Here's the problem with writing flawed characters. How flawed is too flawed? I recently read a novel by an author I respect. I've read the majority of fiction this individual has written and enjoyed most of the books. However, the recent stories by this author have featured characters I didn't enjoy. Not even a little. In fact, the latest novel could not gin up a single character I even cared for a little bit. Not one. I don't think that had ever happened before reading this book. The story created a unique premise but the characters couldn't deliver. In the end none of it mattered.

Granted, characters assume personality types. I suppose if we don't like a certain type of person, it's logical to assume we might not enjoy certain characters with traits that mirror those type(s) of people. However, as readers we accept all kinds of characters within the pages of stories, eager to love, hate, or identify with them. I doubt we ever expect not to like a single one of them.

So, there must be redeemable qualities under all those flaws - something there for us to access our favor, even in a small way. We can handle them reacting badly - or stupidly, etc. - to circumstances, but if they sustain certain attitudes and morph into hateful or show no signs of letting up with their lousy outlooks, how long will we tolerate them? Will we quit reading? Will we wish we could?

What do you need from your flawed characters to stick with them? If it's the protagonist, what makes you give them the time they need to come around to the place where you'll end up rooting for him/her? What if it's a peripheral character? How flawed is too flawed for you?

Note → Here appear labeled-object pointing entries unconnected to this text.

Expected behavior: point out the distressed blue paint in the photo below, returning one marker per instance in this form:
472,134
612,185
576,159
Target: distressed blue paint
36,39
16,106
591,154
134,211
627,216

Nicole Petrino-Salter writes love stories with a passion. Devoted to the Lord Jesus Christ, her family, friends, and pets, she's written lots of novels, only three of which she self-published. So be it.   Raw, Romantic, Redemptive


            

9 comments:

Ron Estrada said...

Well there's an easy question. Let's see...how flawed is too flawed? When I think of my favorite books, the protags had serious issues. Drug abuse, porn addiction, drinking, gambling, it's all there. I'm not convinced that a character can be too flawed. But we can't leave them wallowing in guilt. After all, that's kind of a pillar of Christianity. The more flawed they are, the more they need forgiveness and to forgive themselves, the more spectacular the character arc. If it's not spectacular, we have a dud. I've been reading a lot of YA lately. The common theme of popular writers is a deeply flawed protagonist. But I think that both adults and teens love a story with really messed up characters who finally come to grips with their issues and find forgiveness.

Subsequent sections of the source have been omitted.